London Bridge is also one of the busiest stations in the country, bringing around 56 million passengers into the city each year. The station is an integral part of the £7 billion Thameslink railway through the heart of London.
The redevelopment of London Bridge station included building new platforms to accommodate more and longer trains, building a new concourse, creating a better environment for passengers and reconstructing the track layout and signalling to increase capacity.
The station handles up to 42 million passengers every year, and the redevelopment project is expected to increase this to between 50 and 75 million people a year.
A major part of the redevelopment project was to allow Network Rail to introduce more Thameslink trains during week days: up to 18 trains per hour through London Bridge station.
Balfour Beatty was awarded the track remodeling contract, including a new signalling system to enable 24 trains per hour to through central London.
As a sub-contractor of Balfour Beatty, Sigma Networks was responsible for centralising almost 30 signalling systems into a single data centre.
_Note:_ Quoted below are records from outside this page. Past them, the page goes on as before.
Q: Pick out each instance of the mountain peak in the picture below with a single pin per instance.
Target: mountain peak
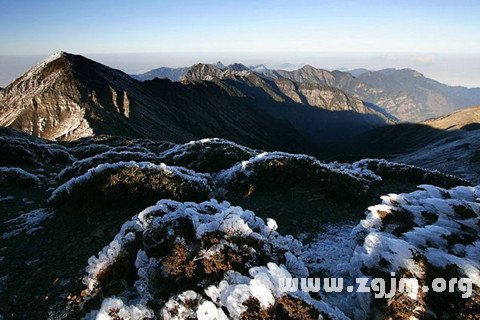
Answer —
(220, 65)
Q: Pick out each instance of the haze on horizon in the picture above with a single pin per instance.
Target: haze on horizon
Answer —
(437, 38)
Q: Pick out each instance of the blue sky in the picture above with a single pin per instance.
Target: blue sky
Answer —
(118, 26)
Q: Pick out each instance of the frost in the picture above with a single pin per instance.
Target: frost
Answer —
(231, 230)
(27, 222)
(114, 308)
(15, 176)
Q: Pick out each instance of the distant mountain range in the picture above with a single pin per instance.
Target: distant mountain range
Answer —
(67, 97)
(405, 94)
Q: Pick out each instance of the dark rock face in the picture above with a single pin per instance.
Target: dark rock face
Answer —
(174, 74)
(405, 94)
(189, 254)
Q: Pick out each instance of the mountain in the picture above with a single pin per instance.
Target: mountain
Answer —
(67, 97)
(356, 72)
(449, 144)
(432, 97)
(406, 94)
(320, 112)
(174, 74)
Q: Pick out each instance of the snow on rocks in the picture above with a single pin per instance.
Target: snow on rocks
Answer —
(405, 172)
(136, 184)
(426, 234)
(278, 170)
(112, 156)
(26, 223)
(208, 155)
(19, 151)
(208, 261)
(11, 176)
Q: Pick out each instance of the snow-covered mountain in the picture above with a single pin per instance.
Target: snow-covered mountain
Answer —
(456, 149)
(116, 228)
(68, 96)
(403, 93)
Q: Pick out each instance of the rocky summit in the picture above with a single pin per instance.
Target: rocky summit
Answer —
(122, 228)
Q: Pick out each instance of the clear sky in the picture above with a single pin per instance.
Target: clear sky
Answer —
(119, 26)
(437, 37)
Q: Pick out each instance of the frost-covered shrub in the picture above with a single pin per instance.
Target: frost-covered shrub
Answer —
(208, 155)
(426, 234)
(17, 177)
(409, 173)
(19, 151)
(206, 261)
(80, 167)
(270, 172)
(130, 184)
(91, 146)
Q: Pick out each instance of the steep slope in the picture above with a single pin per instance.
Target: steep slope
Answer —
(431, 95)
(68, 96)
(137, 229)
(320, 112)
(406, 94)
(174, 74)
(464, 119)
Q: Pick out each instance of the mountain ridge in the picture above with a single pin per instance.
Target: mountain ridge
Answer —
(68, 96)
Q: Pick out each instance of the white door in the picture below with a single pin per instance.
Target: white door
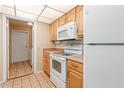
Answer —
(20, 46)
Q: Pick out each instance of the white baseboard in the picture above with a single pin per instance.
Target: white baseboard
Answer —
(1, 82)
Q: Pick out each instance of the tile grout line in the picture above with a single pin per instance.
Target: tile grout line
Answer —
(38, 80)
(45, 79)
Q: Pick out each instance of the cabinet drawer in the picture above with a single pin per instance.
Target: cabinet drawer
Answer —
(75, 66)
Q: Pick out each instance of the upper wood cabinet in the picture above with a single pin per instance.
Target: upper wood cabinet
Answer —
(53, 30)
(79, 20)
(76, 14)
(70, 16)
(62, 21)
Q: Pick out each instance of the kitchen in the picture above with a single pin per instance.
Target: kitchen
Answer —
(62, 56)
(59, 55)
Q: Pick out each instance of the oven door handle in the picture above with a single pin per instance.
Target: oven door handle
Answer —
(58, 59)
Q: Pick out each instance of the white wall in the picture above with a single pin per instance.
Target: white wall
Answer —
(1, 49)
(42, 41)
(70, 43)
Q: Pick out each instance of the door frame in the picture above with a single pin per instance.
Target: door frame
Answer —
(6, 44)
(19, 31)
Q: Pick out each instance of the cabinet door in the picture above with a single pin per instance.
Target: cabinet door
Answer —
(53, 30)
(61, 21)
(75, 79)
(48, 65)
(79, 20)
(70, 16)
(45, 62)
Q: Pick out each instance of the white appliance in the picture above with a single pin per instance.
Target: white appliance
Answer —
(58, 67)
(68, 31)
(104, 46)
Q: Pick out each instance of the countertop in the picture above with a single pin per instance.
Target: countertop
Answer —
(50, 50)
(77, 58)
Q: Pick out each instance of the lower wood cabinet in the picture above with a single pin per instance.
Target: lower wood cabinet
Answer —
(75, 75)
(46, 63)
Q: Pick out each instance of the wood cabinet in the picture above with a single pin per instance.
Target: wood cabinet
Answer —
(62, 21)
(75, 74)
(79, 20)
(76, 14)
(53, 30)
(70, 16)
(46, 63)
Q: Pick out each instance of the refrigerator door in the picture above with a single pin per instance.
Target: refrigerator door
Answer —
(104, 24)
(104, 66)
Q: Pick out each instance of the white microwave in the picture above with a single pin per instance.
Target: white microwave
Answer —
(68, 31)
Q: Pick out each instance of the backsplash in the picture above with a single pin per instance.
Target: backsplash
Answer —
(70, 43)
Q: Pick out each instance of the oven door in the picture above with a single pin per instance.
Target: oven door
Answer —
(58, 67)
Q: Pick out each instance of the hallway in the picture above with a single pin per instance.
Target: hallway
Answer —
(37, 80)
(18, 69)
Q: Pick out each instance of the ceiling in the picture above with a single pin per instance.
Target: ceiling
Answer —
(42, 13)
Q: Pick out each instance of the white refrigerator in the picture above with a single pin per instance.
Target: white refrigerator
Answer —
(104, 46)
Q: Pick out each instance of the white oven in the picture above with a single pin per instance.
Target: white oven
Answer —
(68, 31)
(58, 71)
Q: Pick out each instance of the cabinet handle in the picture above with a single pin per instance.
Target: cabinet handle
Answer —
(74, 66)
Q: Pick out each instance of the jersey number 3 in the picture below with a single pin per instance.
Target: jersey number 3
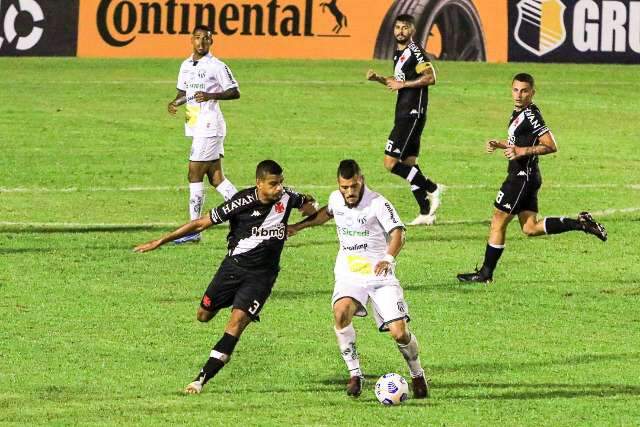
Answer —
(254, 308)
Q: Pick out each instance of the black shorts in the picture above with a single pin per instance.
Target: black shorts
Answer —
(404, 140)
(518, 194)
(238, 287)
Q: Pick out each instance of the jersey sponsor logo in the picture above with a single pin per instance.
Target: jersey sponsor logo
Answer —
(230, 75)
(237, 203)
(359, 265)
(532, 119)
(357, 247)
(392, 215)
(515, 123)
(345, 231)
(401, 307)
(417, 52)
(206, 301)
(277, 231)
(540, 25)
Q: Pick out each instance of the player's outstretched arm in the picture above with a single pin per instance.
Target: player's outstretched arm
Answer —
(181, 98)
(195, 226)
(494, 144)
(231, 93)
(374, 77)
(546, 145)
(396, 241)
(320, 217)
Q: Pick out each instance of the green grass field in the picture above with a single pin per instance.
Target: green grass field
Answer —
(94, 334)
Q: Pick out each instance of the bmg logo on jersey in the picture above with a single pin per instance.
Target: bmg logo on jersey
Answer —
(38, 27)
(278, 231)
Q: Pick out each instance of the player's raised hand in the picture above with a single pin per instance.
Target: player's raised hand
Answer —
(201, 97)
(394, 85)
(383, 268)
(292, 230)
(149, 246)
(492, 145)
(512, 152)
(171, 108)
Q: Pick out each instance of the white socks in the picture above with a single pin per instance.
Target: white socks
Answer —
(347, 343)
(196, 199)
(226, 189)
(410, 353)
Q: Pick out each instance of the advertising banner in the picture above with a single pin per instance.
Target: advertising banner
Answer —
(463, 30)
(574, 31)
(315, 29)
(38, 27)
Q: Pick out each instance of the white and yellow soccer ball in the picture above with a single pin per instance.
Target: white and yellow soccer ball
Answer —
(392, 389)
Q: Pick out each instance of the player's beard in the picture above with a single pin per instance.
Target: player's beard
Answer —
(354, 204)
(402, 40)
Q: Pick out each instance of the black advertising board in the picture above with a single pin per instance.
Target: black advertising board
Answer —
(605, 31)
(38, 27)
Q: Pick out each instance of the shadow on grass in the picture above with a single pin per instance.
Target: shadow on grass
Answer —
(506, 391)
(493, 367)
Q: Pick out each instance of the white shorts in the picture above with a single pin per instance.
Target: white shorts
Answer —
(387, 299)
(206, 149)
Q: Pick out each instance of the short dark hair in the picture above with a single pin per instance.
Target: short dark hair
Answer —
(406, 18)
(267, 167)
(525, 78)
(201, 28)
(348, 169)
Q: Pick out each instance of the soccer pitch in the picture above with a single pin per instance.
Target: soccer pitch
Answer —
(92, 333)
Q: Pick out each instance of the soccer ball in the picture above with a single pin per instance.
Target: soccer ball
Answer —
(392, 389)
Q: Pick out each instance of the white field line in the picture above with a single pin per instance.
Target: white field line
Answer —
(135, 189)
(98, 225)
(300, 82)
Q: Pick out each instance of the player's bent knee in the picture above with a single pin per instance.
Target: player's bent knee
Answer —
(203, 315)
(342, 319)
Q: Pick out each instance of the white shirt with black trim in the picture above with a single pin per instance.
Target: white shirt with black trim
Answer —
(363, 233)
(208, 74)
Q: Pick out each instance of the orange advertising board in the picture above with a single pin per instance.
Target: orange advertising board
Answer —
(314, 29)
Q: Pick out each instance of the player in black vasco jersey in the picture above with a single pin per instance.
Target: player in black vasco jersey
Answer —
(529, 137)
(413, 74)
(258, 219)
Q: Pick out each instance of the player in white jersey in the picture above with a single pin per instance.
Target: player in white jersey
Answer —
(202, 82)
(371, 235)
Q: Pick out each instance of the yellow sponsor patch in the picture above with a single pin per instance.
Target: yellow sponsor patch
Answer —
(191, 114)
(358, 264)
(421, 68)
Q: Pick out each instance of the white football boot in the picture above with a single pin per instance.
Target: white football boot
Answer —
(434, 199)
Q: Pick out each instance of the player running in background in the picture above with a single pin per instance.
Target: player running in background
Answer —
(258, 219)
(371, 235)
(413, 74)
(202, 82)
(529, 137)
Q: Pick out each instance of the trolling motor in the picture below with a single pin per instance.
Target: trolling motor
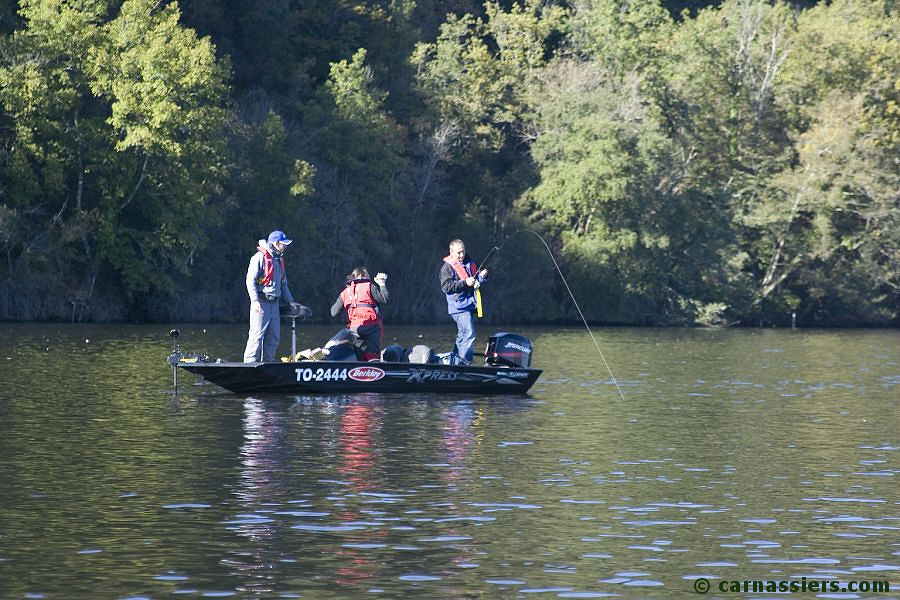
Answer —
(296, 312)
This included construction of the cabling infrastructure and fabrication of metal carriers.
Fibre data communications were also installed, together with access control and CCTV systems.
Sigma Network's involvement in the London Bridge redevelopment project lasted for three years, from 2016 to 2019, and during this time we faced many challenges.
One constant challenge was working on older buildings and in very confined spaces.
The project also involved a great deal of custom metal fabrication to route all the cabling required by the data and control systems.
There were a great many Health and Safety issues associated with working around high voltage equipment, and in the midst of sophisticated train control systems.